Pięć minut przed końcem pierwszej części meczu, idealna okazję mieli lechiści. Lewą stroną przedarł się Sławomir Peszko ogrywając do Marco, który uderzył nieczysto i Pawełek nogami odbił futbolówkę nad poprzeczkę!. W obecnym sezonie golkiper Śląska jest niepokonany od 315 minut!
Drugą połowę obie drużyny rozpoczęły bez zmian w składach. Jako pierwsi zaatakowali gospodarze, ale Milinković-Savić złapał piłkę po wrzutce Alvarinho. W 53 minucie Portugalczyk zdecydował się na strzał, który bez problemów obronił bramkarz Lechii.
Podopieczni trenera Nowaka próbowali zagrozić rywalom, jednak ci dobrze grali w obronie nie pozwalając im na wiele. W 63. minucie boisko opuścił Flavio, a pojawił się na nim Paweł Stolarski.
Kilka minut później po centrze z rzutu rożnego Alvarinho błąd popełnił Milinković-Savić, wpuszczając z rąk piłkę, ale na szczęście później zdoła ja złapać nim ta przekroczyła linię bramkową!

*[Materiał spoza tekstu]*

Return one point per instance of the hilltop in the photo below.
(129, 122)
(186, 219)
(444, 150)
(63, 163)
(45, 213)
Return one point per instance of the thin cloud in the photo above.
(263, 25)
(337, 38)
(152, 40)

W 70. minucie futbolówkę Piotrowi Celebanowi odebrał Rafał Wolski, ale jego próbę obronił Pawełek. W końcówce Lechia próbowała atakować, jednak ostatecznie wynik nie uległ już zmianie. Dla biało-zielonych, którzy z 7 punktami plasują się na 5. miejscu w tabeli, to pierwszy remis w Lotto Ekstraklasie.
W następnej kolejce Lechia zagra u siebie z Koroną Kielce. Spotkanie odbędzie się w piątek 12 sierpnia o godzinie 18:00.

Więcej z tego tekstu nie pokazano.